Every entry has a semantic type that hints at how the LLM should treat it:

| Type | Meaning | |-----------------|--------------------------------------------------| | rule | always-on directive ("never use --no-verify") | | preference | soft preference ("prefers terse responses") | | fact | neutral information about the user/world | | decision | historical record of a choice made | | gotcha | warning / edge case to remember | | project-state | current state of an ongoing project (may decay) | | reference | pointer to an external system or document |

Custom types are accepted; the canonical ones above are recommended.

MCP integration

Agents see two things:

Resources (auto-loaded by most MCP clients at session start):

  • nodus-context://brief — digest of always-on context: rules, preferences, identity.
  • nodus-context://entry/{id} — one resource per entry, browseable.

Tools (called as needed):

  • list_context — survey what's known; filter by prefix, tag, or type
  • read_context — fetch one entry by id
  • write_context — save a new entry or update an existing one (with type, supersedes, expires, verify).

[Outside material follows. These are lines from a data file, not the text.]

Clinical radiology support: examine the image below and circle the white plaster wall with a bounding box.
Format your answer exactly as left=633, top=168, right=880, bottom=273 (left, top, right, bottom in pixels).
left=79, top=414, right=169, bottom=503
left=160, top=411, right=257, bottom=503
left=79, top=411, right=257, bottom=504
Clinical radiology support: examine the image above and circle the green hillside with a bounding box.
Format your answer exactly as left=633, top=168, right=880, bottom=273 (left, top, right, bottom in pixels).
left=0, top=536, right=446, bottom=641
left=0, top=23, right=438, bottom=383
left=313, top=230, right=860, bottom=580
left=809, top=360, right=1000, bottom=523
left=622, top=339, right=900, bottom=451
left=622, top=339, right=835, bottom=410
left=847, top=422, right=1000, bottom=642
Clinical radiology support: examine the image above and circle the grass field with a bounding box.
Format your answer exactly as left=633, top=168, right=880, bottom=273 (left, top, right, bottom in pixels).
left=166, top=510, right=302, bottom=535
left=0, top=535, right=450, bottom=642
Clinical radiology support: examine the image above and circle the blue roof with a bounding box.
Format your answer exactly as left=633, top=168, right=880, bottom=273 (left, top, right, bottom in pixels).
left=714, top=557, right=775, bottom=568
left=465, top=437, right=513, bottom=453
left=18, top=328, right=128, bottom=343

Response includes relatedExisting[] when other entries cover similar ground, nudging agents to revise rather than fork.
  • search_context — search across all entries; hits carry a confidence signal (low/medium/high) so agents know which entries to verify before relying on them
  • confirm_context — agents call this near end-of-turn on entries they actually used; runs any declared verify: block and stamps a confirmation
  • accept_context — when the user confirms a failing verify is intentional ("yes the repo is archived on purpose"), agents call this to silence it
  • merge_context — combine two entries the user agrees are duplicates; preserves a supersedes link
  • acknowledge_health — agents call this after mentioning brief health issues so they don't reappear next session (enforces "mention once per session, don't lecture")
  • list_tags — discover existing tags before inventing new ones
  • delete_context — remove an entry

Search

search_context (MCP) and nodus-context search (CLI) work out of the box on every backend. No model download, no API key, no daemon.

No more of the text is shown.